Da mesma forma o guarda do posto policial, após ser capturado ele revelou ao detetive que já estava a três anos querendo se livrar de seu companheiro de trabalho, pois já não suportava mais ele, e Mamiya através da hipnose apenas resgatou esse desejo em seu interior.
Não é Mamiya que coloca o desejo assassino dentro das pessoas, são as próprias pessoas que já possuem isso dentro de si mesmas.
O jovem guia as suas vítimas para os níveis mais sombrios de suas fantasias.
Todo mundo reprime os instintos primitivos e os desejos o tempo todo, é o que nos separa dos animais, podemos escolher nossas ações, escolher entre o certo e o errado.
Mas mesmo escolhendo o certo, o ser humano ainda guarda os sentimentos ruins dentro de si.
Essas repressões de nossos desejos perversos e assassinos é o que torna possível a existência de uma sociedade. Mamiya elimina essa barreira da repressão e permite com que as pessoas ajam "naturalmente" nos instintos e impulsos primitivos que antes haviam sido reprimidos.

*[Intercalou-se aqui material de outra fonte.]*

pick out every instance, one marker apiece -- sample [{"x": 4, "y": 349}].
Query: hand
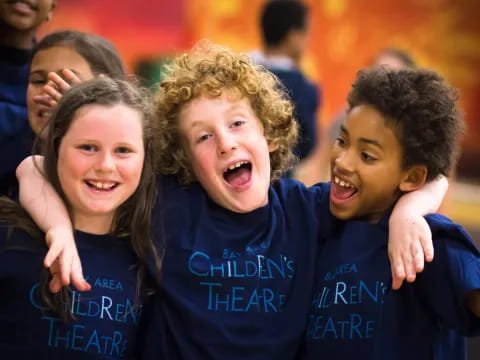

Um exemplo disso é o homem na lavanderia ao lado do detetive Takabe,
Ele fica sussurrando para si mesmo de uma forma violenta por causa de sua impaciência com algumas pessoas, demonstrando um ódio por elas. Mas quando o dono da lavanderia retorna e entrega suas roupas, o homem se comporta educadamente agradecendo pelo serviço.
Um homem aparentemente trabalhador e inofensivo, mas que alimenta um sentimento assassino dentro de si, e se não fosse essa barreira que faz a sociedade se manter em pé, ele já teria realizado seu desejo de eliminar aquelas pessoas que estavam lhe perturbando.
A barreira interna que impede o homem na lavanderia de cumprir suas vontades é o que Mamiya apaga.
É esse o terror do filme Cure (A Cura), o terror que existe dentro do ser humano, a incapacidade de saber o que se passa no coração de outra pessoa, as loucuras de seu interior.

O psiquiatra Sakuma, que ajuda Takabe nas investigações, leva uma fita de vídeo para o detetive assistir, o vídeo era do final do século 19 e mostrava um homem fazendo hipnose em uma senhora, usando a mesma técnica de hipnose que Mamiya usava, posteriormente a mulher foi presa por ter matado o próprio filho.
Mostrando que aquela técnica já era usada a bastante tempo, e Mamiya apenas a estava propagando o que para ele era uma forma de cura, para a pessoa se curar do que lhe perturbava.
Essa mulher do vídeo já carregava o desejo de matar seu filho a muito tempo, não foi o homem o responsável por obrigá-la a matar, apenas pela hipnose ela conseguiu ir no mais intimo de seus sentimentos e despertou a coragem que lhe faltava para realizar o que a muito tempo já queria fazer.
No final do filme mostra o detetive Takabe comendo em um restaurante enquanto uma garçonete lhe atende lhe trazendo um café.
A cena caminha lentamente para a lateral e mostra a gerente chegando na garçonete e falando algo baixo em seu ouvido.
A garçonete demonstra um semblante de tristeza, vai até um dos balcões e pega uma faca, e logo em seguida o filme finaliza.
Kurosawa coloca em seus filmes temas humanos presentes em nosso dia a dia, como a depressão em Kairo e os desejos assassinos em Cure.
Esse é verdadeiro terror da humanidade, nós mesmos.

Eu sempre vi o terror como uma maneira de expressar o interior do ser humano de uma forma visível, é impossível materializar o invisível, mas através do terror conseguimos exteriorizar através de imagens o medo que se passa dentro de cada pessoa.